They were running every test known to man on my four year old daughter Max, because they do that with the wee ones, just to stay ahead of anything that might be going screwy. They needed a good amount of blood and when you're tiny you don't give too much blood at once. So, we arranged three visits in three days, with a sticker and a lollipop and the end of each.
Max did pretty well on visit one, sitting on mommy's lap. Visit two was a bit more of a fight. Visit three she was over it and resisted hard.
When the phlebotomist stuck the needle in her right arm and wasn't able to get any blood they announced they'd have to switch arms. Well Max wasn't having it. "YOU SAID THREE! YOU SAID THREE TIMES NOT FOUR!" and of course she was right. But her parents, traitors that we are, said "Come on Max, we're already here, lets get it done and you won't have to come back."
My wife had Max on her lap, was holding both of her hands, and had a leg wrapped around the front blocking Max's feet. The kid was secured like Hannibal Lecter. Unfortunately, she is also as crafty. One phlebotomist having already failed moved aside and another leaned in to try and draw the blood. She leaned over and my sweet daughter saw her opportunity; she headbutted the lab-coat clad lady in the face. Lab-coat had seen it coming and pulled back avoiding any real damage. I said, "Max, NO!" Ignoring me completely Max looked her enemy in the eye and said very clearly, "I will punch you in the face!" and when the vampire went back to trying to place the needle, Max said, "If you put that needle in my arm I will punch it out!"

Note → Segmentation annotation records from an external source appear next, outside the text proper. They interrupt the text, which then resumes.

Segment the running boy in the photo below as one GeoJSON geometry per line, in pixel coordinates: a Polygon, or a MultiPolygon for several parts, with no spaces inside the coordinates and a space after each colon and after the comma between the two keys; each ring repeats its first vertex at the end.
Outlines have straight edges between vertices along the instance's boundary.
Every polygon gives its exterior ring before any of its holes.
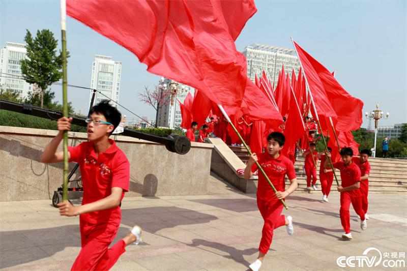
{"type": "Polygon", "coordinates": [[[281,215],[283,205],[279,200],[285,199],[298,186],[294,166],[289,159],[280,154],[280,150],[285,141],[284,135],[278,132],[273,132],[267,137],[267,151],[260,154],[258,156],[253,153],[245,169],[245,178],[249,179],[257,169],[255,162],[258,161],[277,191],[275,194],[263,174],[258,174],[257,202],[258,210],[264,220],[264,225],[258,248],[258,257],[249,266],[253,271],[260,269],[271,245],[274,229],[285,225],[289,235],[292,235],[294,233],[293,218],[289,216],[286,218],[281,215]],[[286,190],[284,182],[286,174],[290,183],[286,190]]]}
{"type": "MultiPolygon", "coordinates": [[[[330,147],[328,147],[328,150],[329,153],[332,152],[332,149],[330,147]]],[[[322,200],[326,202],[329,202],[328,196],[331,192],[331,187],[332,186],[332,182],[334,180],[334,172],[329,164],[326,168],[325,167],[326,156],[324,153],[319,153],[316,156],[321,160],[319,165],[319,182],[321,182],[322,200]]]]}
{"type": "Polygon", "coordinates": [[[367,215],[367,194],[369,193],[369,174],[370,174],[370,164],[367,160],[371,153],[368,149],[362,149],[360,151],[359,158],[352,158],[352,161],[358,165],[360,169],[361,177],[360,177],[360,190],[363,197],[362,198],[362,208],[365,213],[365,218],[369,219],[367,215]]]}
{"type": "Polygon", "coordinates": [[[312,189],[316,190],[315,186],[316,184],[316,165],[318,158],[317,155],[318,153],[315,150],[316,145],[315,143],[311,143],[309,144],[310,149],[306,152],[303,153],[302,156],[305,157],[305,164],[304,168],[305,169],[305,174],[307,175],[307,190],[311,190],[311,179],[312,179],[312,189]],[[313,158],[312,157],[313,156],[313,158]]]}
{"type": "MultiPolygon", "coordinates": [[[[128,245],[141,240],[141,229],[135,226],[131,233],[115,244],[121,219],[119,205],[129,190],[130,164],[125,154],[109,136],[118,127],[121,114],[104,100],[91,110],[88,123],[88,139],[68,148],[70,162],[78,163],[83,188],[82,205],[69,202],[58,204],[61,216],[79,215],[82,248],[71,270],[108,270],[126,251],[128,245]]],[[[64,131],[69,131],[72,118],[58,120],[59,133],[41,155],[41,162],[56,163],[64,160],[63,152],[56,152],[64,131]]]]}
{"type": "MultiPolygon", "coordinates": [[[[339,153],[342,161],[333,163],[335,168],[340,170],[341,185],[338,187],[338,191],[340,192],[340,209],[339,216],[342,227],[345,233],[342,238],[345,240],[352,240],[351,233],[351,216],[349,207],[352,203],[356,214],[360,216],[360,228],[364,230],[367,228],[367,223],[365,218],[365,213],[362,208],[362,192],[360,188],[360,169],[352,162],[353,150],[349,147],[342,148],[339,153]]],[[[331,154],[327,152],[325,155],[331,157],[331,154]]],[[[326,168],[329,163],[328,159],[325,160],[326,168]]]]}

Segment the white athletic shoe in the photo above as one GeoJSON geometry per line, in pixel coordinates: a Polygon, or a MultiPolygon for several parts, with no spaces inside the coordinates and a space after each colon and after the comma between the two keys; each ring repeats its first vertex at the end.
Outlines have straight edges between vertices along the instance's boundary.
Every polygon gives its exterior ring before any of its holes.
{"type": "Polygon", "coordinates": [[[135,225],[131,229],[131,233],[134,234],[137,237],[137,240],[136,240],[136,242],[133,243],[134,245],[138,245],[143,242],[143,238],[141,237],[142,231],[142,230],[141,229],[141,227],[138,225],[135,225]]]}
{"type": "Polygon", "coordinates": [[[287,217],[287,220],[288,221],[288,225],[285,225],[285,229],[287,230],[287,233],[289,235],[294,234],[294,227],[293,227],[293,217],[291,216],[287,217]]]}
{"type": "Polygon", "coordinates": [[[249,265],[249,268],[253,271],[258,271],[260,270],[260,266],[261,266],[261,261],[257,259],[254,262],[249,265]]]}
{"type": "Polygon", "coordinates": [[[367,228],[367,223],[366,222],[366,219],[360,222],[360,228],[363,230],[367,228]]]}
{"type": "Polygon", "coordinates": [[[346,233],[345,232],[343,234],[342,234],[342,238],[344,239],[345,240],[352,240],[352,233],[350,232],[349,233],[346,233]]]}

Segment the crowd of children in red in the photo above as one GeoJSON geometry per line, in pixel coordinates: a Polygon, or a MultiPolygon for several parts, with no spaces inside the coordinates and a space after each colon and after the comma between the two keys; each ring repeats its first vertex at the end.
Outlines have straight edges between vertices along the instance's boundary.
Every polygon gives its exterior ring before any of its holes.
{"type": "MultiPolygon", "coordinates": [[[[94,106],[86,120],[88,123],[88,141],[68,149],[70,161],[78,163],[82,176],[83,195],[82,205],[74,206],[70,202],[59,203],[62,216],[79,216],[81,249],[72,266],[71,270],[108,270],[125,252],[130,244],[141,242],[141,228],[135,225],[126,237],[110,248],[121,220],[120,203],[125,193],[129,190],[130,164],[124,153],[109,136],[117,127],[121,115],[117,109],[103,101],[94,106]]],[[[62,117],[58,120],[60,133],[48,144],[41,156],[41,161],[55,163],[63,160],[62,152],[57,148],[63,139],[63,131],[69,131],[72,118],[62,117]]],[[[213,118],[203,126],[198,141],[202,142],[209,134],[217,134],[217,126],[213,118]]],[[[187,133],[191,141],[195,141],[194,132],[197,124],[193,122],[187,133]]],[[[223,127],[221,127],[223,128],[223,127]]],[[[307,188],[316,190],[316,163],[321,160],[319,178],[322,187],[323,199],[328,197],[333,180],[332,168],[327,157],[330,152],[317,153],[313,133],[310,133],[308,149],[303,155],[306,157],[305,171],[307,188]]],[[[264,220],[261,238],[258,248],[258,256],[249,268],[259,269],[263,260],[269,251],[273,239],[274,230],[285,225],[287,232],[293,235],[294,229],[293,218],[281,215],[283,205],[280,200],[285,199],[298,187],[298,182],[293,161],[280,154],[285,138],[281,133],[273,132],[266,138],[265,152],[253,153],[244,170],[244,177],[250,178],[257,169],[256,162],[264,170],[277,190],[274,193],[266,178],[259,174],[257,191],[257,204],[264,220]],[[285,177],[288,177],[289,186],[285,189],[285,177]]],[[[305,148],[307,149],[306,147],[305,148]]],[[[361,228],[367,228],[368,177],[370,166],[368,161],[368,150],[360,152],[360,157],[353,157],[351,148],[340,150],[341,160],[334,161],[333,167],[340,171],[341,184],[337,188],[340,192],[340,221],[344,233],[343,238],[352,238],[350,227],[349,208],[352,203],[360,217],[361,228]]]]}

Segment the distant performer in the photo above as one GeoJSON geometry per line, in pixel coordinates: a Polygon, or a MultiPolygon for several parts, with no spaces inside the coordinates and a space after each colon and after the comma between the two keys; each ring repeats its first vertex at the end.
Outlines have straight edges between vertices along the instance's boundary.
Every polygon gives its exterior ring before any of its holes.
{"type": "Polygon", "coordinates": [[[195,131],[198,129],[198,123],[192,122],[191,128],[187,131],[187,137],[191,142],[195,142],[195,131]]]}
{"type": "Polygon", "coordinates": [[[387,137],[385,137],[383,141],[382,142],[382,157],[386,158],[387,157],[387,152],[389,151],[389,140],[387,137]]]}
{"type": "MultiPolygon", "coordinates": [[[[352,162],[353,150],[350,147],[343,148],[340,153],[342,161],[333,163],[335,168],[340,170],[341,185],[338,187],[338,191],[340,192],[340,209],[339,216],[342,227],[345,233],[342,238],[345,240],[352,240],[351,232],[351,215],[349,208],[352,204],[355,212],[360,217],[360,228],[364,230],[367,228],[365,212],[362,207],[363,194],[360,190],[360,169],[355,163],[352,162]]],[[[329,152],[325,155],[331,157],[329,152]]],[[[325,168],[329,160],[325,160],[325,168]]]]}

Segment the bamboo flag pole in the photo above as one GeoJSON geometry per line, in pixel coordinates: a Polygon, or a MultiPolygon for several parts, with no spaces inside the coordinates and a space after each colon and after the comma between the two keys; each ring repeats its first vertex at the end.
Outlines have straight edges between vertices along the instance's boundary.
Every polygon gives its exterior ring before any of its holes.
{"type": "MultiPolygon", "coordinates": [[[[222,111],[222,113],[223,114],[223,116],[225,117],[225,118],[226,118],[226,121],[227,121],[227,122],[229,123],[229,124],[230,124],[230,126],[232,127],[232,128],[233,128],[234,131],[235,131],[235,132],[236,133],[237,135],[238,135],[238,136],[239,137],[239,139],[242,141],[242,142],[243,143],[243,145],[246,148],[246,149],[247,150],[247,152],[249,153],[249,154],[250,155],[252,155],[252,152],[250,150],[250,148],[249,148],[249,146],[246,143],[242,137],[242,136],[240,135],[240,134],[239,133],[239,131],[238,131],[236,128],[235,127],[235,125],[234,125],[232,123],[231,121],[230,121],[230,118],[229,117],[229,116],[227,115],[227,113],[226,112],[226,111],[225,111],[225,110],[223,109],[223,107],[220,104],[218,105],[218,107],[219,108],[219,109],[220,109],[220,111],[222,111]]],[[[264,172],[263,168],[261,167],[261,166],[260,165],[260,164],[259,164],[258,162],[256,161],[256,165],[258,168],[259,170],[260,170],[261,172],[261,173],[264,175],[265,177],[266,178],[266,179],[267,180],[267,182],[269,182],[269,184],[271,186],[271,188],[273,189],[273,190],[274,191],[274,193],[277,193],[277,190],[276,190],[276,188],[274,187],[274,185],[273,185],[273,184],[272,183],[271,181],[269,178],[269,177],[267,176],[267,174],[266,174],[266,172],[264,172]]],[[[287,204],[285,204],[285,202],[282,199],[280,199],[280,201],[281,202],[281,203],[282,203],[282,204],[284,205],[284,207],[285,208],[285,209],[288,209],[288,207],[287,206],[287,204]]]]}
{"type": "MultiPolygon", "coordinates": [[[[66,1],[61,0],[61,29],[62,42],[62,103],[63,113],[68,117],[68,79],[67,75],[67,38],[66,38],[66,1]]],[[[68,157],[68,131],[64,131],[64,185],[62,200],[68,201],[68,176],[69,165],[68,157]]]]}
{"type": "MultiPolygon", "coordinates": [[[[327,141],[325,139],[325,137],[324,136],[324,133],[322,132],[322,127],[321,126],[321,124],[319,123],[319,117],[318,116],[318,112],[316,111],[316,108],[315,106],[315,102],[314,101],[313,97],[312,97],[312,93],[311,92],[311,88],[309,88],[309,85],[308,84],[308,82],[307,80],[307,76],[305,75],[305,72],[304,70],[304,67],[302,67],[301,60],[300,58],[300,56],[298,55],[298,52],[297,51],[297,47],[296,47],[295,44],[294,44],[294,40],[293,39],[292,37],[291,37],[291,41],[293,42],[293,46],[294,46],[294,49],[295,50],[296,53],[298,57],[298,61],[300,62],[300,66],[302,68],[303,72],[304,73],[304,78],[305,79],[305,83],[308,87],[308,94],[309,94],[310,98],[311,98],[311,103],[312,105],[312,107],[314,108],[314,112],[315,112],[315,114],[316,115],[315,117],[316,118],[316,122],[318,123],[318,126],[319,127],[319,131],[321,131],[321,136],[322,136],[322,139],[324,140],[324,144],[325,146],[325,149],[327,152],[328,152],[328,145],[327,145],[327,141]]],[[[333,164],[332,164],[332,160],[331,160],[331,158],[329,156],[327,156],[327,157],[328,157],[328,159],[329,161],[329,163],[331,165],[331,168],[332,169],[332,172],[334,173],[335,180],[336,181],[336,185],[337,186],[339,186],[339,182],[338,181],[338,177],[336,176],[336,173],[335,173],[335,169],[334,168],[333,164]]]]}

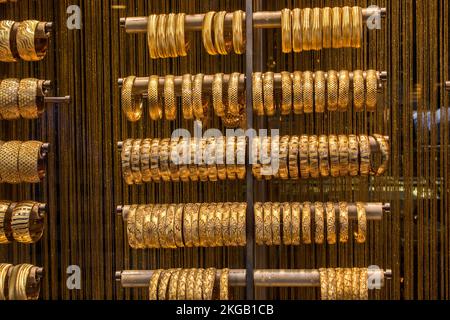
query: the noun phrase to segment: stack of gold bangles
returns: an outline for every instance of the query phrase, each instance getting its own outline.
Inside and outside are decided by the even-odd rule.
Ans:
[[[319,272],[322,300],[369,299],[367,268],[331,268],[320,269]]]
[[[375,112],[378,99],[378,72],[331,70],[328,72],[281,73],[281,101],[276,103],[275,74],[253,74],[253,110],[259,116],[323,113],[326,111]]]
[[[356,204],[358,212],[357,243],[365,243],[367,216],[365,203]],[[339,208],[337,210],[337,208]],[[335,245],[347,243],[349,236],[348,204],[340,202],[256,203],[255,241],[257,245],[298,246],[300,244]]]
[[[39,183],[45,177],[39,141],[0,141],[0,183]]]
[[[155,270],[150,278],[149,299],[228,300],[228,277],[228,269]]]
[[[360,48],[363,41],[361,7],[284,9],[281,38],[284,53],[325,48]]]
[[[379,166],[372,159],[370,138],[382,155]],[[390,147],[388,139],[378,134],[255,137],[252,157],[253,175],[258,180],[380,176],[388,168]]]
[[[39,299],[39,281],[32,279],[37,267],[30,264],[0,264],[0,301]]]
[[[129,139],[122,145],[123,178],[129,185],[243,180],[246,146],[245,136]]]
[[[43,80],[4,79],[0,81],[0,120],[37,119],[44,110]]]
[[[134,249],[246,245],[245,203],[189,203],[126,207]]]
[[[23,244],[38,242],[44,232],[41,204],[33,201],[0,201],[0,244],[14,240]]]
[[[46,22],[26,20],[15,22],[0,21],[0,61],[16,62],[40,61],[47,53],[48,35],[45,32]],[[15,33],[15,34],[13,34]],[[12,39],[15,39],[13,44]],[[39,41],[37,41],[39,39]]]

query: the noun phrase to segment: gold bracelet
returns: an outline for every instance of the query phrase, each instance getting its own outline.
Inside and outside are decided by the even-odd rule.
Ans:
[[[327,202],[327,242],[329,245],[336,244],[336,208],[334,203]]]
[[[358,213],[358,232],[355,233],[355,238],[357,243],[363,244],[366,242],[367,233],[367,216],[365,204],[362,202],[357,202],[356,211]]]
[[[341,177],[346,177],[349,171],[348,137],[346,135],[339,135],[338,138],[339,138],[339,174]]]
[[[312,9],[304,8],[302,10],[302,45],[303,51],[312,50],[312,21],[313,14]]]
[[[347,111],[350,103],[350,75],[348,71],[339,72],[339,111]]]
[[[244,26],[242,20],[244,19],[244,12],[237,10],[233,12],[233,47],[236,54],[243,54],[245,52],[245,40],[244,40]]]
[[[292,10],[292,49],[294,52],[302,52],[302,40],[302,10],[295,8]]]
[[[281,114],[288,116],[292,111],[292,78],[289,72],[281,72]]]
[[[303,112],[314,112],[314,76],[310,71],[303,72]]]
[[[309,136],[302,135],[299,144],[300,153],[300,173],[302,179],[309,179]]]
[[[266,115],[272,117],[275,115],[275,104],[274,104],[274,74],[273,72],[266,72],[263,77],[264,85],[264,109]]]
[[[176,48],[177,48],[177,55],[179,57],[185,57],[187,56],[187,44],[185,39],[185,32],[184,32],[184,23],[186,20],[186,14],[185,13],[179,13],[177,14],[176,18],[176,28],[175,28],[175,41],[176,41]]]
[[[348,242],[348,203],[339,202],[339,242]]]
[[[309,172],[311,178],[317,179],[320,177],[319,171],[319,139],[317,136],[309,136]]]
[[[322,34],[323,34],[323,48],[328,49],[332,47],[333,35],[333,11],[330,7],[322,9]]]
[[[377,111],[378,74],[375,70],[366,72],[366,108],[368,112]]]
[[[322,9],[312,9],[312,39],[311,49],[322,50]]]
[[[363,38],[363,14],[361,7],[352,8],[352,47],[361,48]]]
[[[303,114],[303,74],[300,71],[293,73],[292,88],[294,114]]]
[[[0,21],[0,61],[16,62],[17,59],[11,50],[11,30],[15,22],[11,20]],[[34,43],[34,41],[33,41]]]
[[[174,121],[177,118],[175,77],[172,75],[164,78],[164,111],[167,121]]]
[[[352,46],[352,9],[350,7],[342,8],[342,47],[351,48]]]
[[[283,53],[292,51],[291,10],[281,10],[281,45]]]
[[[325,112],[326,90],[325,72],[317,71],[314,76],[314,104],[316,113]]]
[[[353,71],[353,105],[355,106],[356,112],[364,111],[366,102],[365,92],[364,73],[361,70]]]
[[[315,242],[316,244],[323,244],[325,240],[325,220],[324,220],[324,208],[322,202],[316,202],[314,204],[314,222],[316,225]]]
[[[300,229],[302,224],[301,204],[294,202],[291,204],[291,238],[292,245],[300,245]]]
[[[302,240],[303,244],[311,244],[311,203],[304,202],[302,206]]]
[[[0,82],[0,117],[4,120],[20,118],[19,79],[5,79]]]

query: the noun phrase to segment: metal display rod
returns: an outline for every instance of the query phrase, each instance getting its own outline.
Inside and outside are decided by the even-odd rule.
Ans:
[[[366,8],[362,10],[364,20],[370,17],[380,16],[385,18],[387,15],[386,8]],[[203,19],[205,14],[186,15],[184,28],[186,31],[202,30]],[[233,13],[227,13],[225,17],[225,29],[231,29]],[[245,21],[245,14],[243,17]],[[130,17],[120,18],[120,26],[125,28],[127,33],[145,33],[147,32],[148,17]],[[277,29],[281,28],[281,11],[260,11],[253,13],[253,27],[256,29]]]
[[[385,213],[389,213],[391,211],[390,203],[366,203],[366,215],[367,220],[369,221],[381,221],[383,219],[383,215]],[[124,221],[128,219],[128,213],[130,211],[130,206],[117,206],[116,212],[118,216],[122,216]],[[253,210],[252,210],[253,211]],[[314,215],[315,206],[311,205],[311,214]],[[339,212],[339,204],[336,203],[336,212]],[[349,203],[348,204],[348,217],[350,220],[357,220],[358,213],[356,210],[356,204]]]
[[[220,278],[221,271],[216,274],[216,281]],[[117,271],[115,278],[123,288],[146,288],[153,275],[153,270],[142,271]],[[370,270],[369,278],[378,277],[384,285],[385,279],[392,278],[392,270]],[[255,286],[271,288],[294,287],[320,287],[319,270],[255,270]],[[246,270],[230,270],[228,281],[232,287],[246,286]]]

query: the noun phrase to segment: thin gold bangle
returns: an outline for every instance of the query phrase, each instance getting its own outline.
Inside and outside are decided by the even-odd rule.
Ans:
[[[292,52],[291,10],[281,10],[281,45],[283,53]]]

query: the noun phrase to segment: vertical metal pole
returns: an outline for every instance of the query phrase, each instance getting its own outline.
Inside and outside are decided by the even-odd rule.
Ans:
[[[245,0],[246,11],[246,59],[245,59],[245,82],[247,101],[247,129],[253,128],[253,0]],[[250,143],[248,143],[248,155],[251,154]],[[249,157],[250,158],[250,157]],[[246,249],[246,297],[247,300],[255,299],[254,269],[255,269],[255,218],[253,214],[253,174],[249,161],[247,161],[247,249]]]

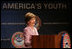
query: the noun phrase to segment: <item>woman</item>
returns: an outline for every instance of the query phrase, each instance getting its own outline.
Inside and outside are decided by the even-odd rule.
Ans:
[[[36,21],[36,15],[33,13],[28,12],[25,15],[25,22],[27,26],[24,29],[24,44],[25,47],[31,47],[31,37],[32,35],[39,35],[37,29],[34,27]]]

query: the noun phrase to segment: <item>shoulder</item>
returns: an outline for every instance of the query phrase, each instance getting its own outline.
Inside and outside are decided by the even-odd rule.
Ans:
[[[36,28],[36,27],[34,27],[34,29],[35,29],[35,30],[37,30],[37,28]]]
[[[25,28],[24,28],[24,31],[26,31],[26,30],[29,30],[29,27],[25,27]]]

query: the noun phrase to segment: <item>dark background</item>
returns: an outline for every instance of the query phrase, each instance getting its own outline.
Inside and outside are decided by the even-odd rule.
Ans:
[[[2,48],[13,48],[11,43],[11,37],[15,32],[23,32],[25,24],[3,24],[3,23],[25,23],[24,15],[27,12],[32,12],[38,15],[42,21],[42,26],[38,30],[40,35],[55,35],[61,31],[67,31],[72,36],[71,31],[71,1],[70,0],[44,0],[44,1],[19,1],[24,3],[66,3],[67,9],[24,9],[24,10],[14,10],[14,9],[2,9],[2,4],[6,2],[18,2],[18,1],[2,1],[1,2],[1,39],[10,39],[10,40],[1,40]],[[51,24],[45,24],[51,23]],[[53,24],[59,23],[59,24]],[[64,24],[67,23],[67,24]]]

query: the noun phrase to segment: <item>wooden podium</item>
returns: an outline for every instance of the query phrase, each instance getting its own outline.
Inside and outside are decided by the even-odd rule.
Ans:
[[[32,36],[32,48],[60,48],[58,35]]]

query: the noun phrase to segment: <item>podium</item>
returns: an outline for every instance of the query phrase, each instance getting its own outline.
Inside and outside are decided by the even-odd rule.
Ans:
[[[58,35],[32,36],[32,48],[60,48]]]

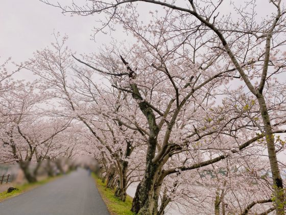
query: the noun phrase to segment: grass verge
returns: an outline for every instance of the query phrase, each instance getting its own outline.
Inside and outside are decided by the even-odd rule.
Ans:
[[[32,183],[30,184],[27,183],[27,184],[24,184],[22,185],[15,186],[15,188],[18,188],[18,190],[13,190],[13,191],[9,193],[7,193],[7,191],[0,192],[0,202],[6,199],[10,199],[10,198],[12,198],[15,197],[16,196],[18,196],[26,191],[30,190],[40,185],[45,184],[46,183],[53,181],[57,178],[58,178],[60,176],[61,176],[60,175],[54,177],[49,177],[46,178],[46,179],[37,181],[37,182]]]
[[[109,188],[106,189],[105,183],[102,183],[94,174],[92,174],[92,177],[94,179],[102,199],[111,215],[135,214],[130,211],[132,206],[132,198],[131,197],[127,196],[125,202],[122,201],[114,196],[114,190]]]

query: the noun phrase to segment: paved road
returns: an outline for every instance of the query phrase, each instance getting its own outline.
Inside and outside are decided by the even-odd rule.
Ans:
[[[108,215],[87,171],[80,169],[0,203],[1,215]]]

At the time I was shocked and worried, but the more I thought about the less concerned I was. It was an extreme situation. They HAD in fact made a deal and reneged on it, and it's nice to know my kid can take care of herself. That headbutt was kind of beautiful really.
To put it more succinctly, yes, my daughter did headbutt a phlebotomist, but the fiend was trying to stab her!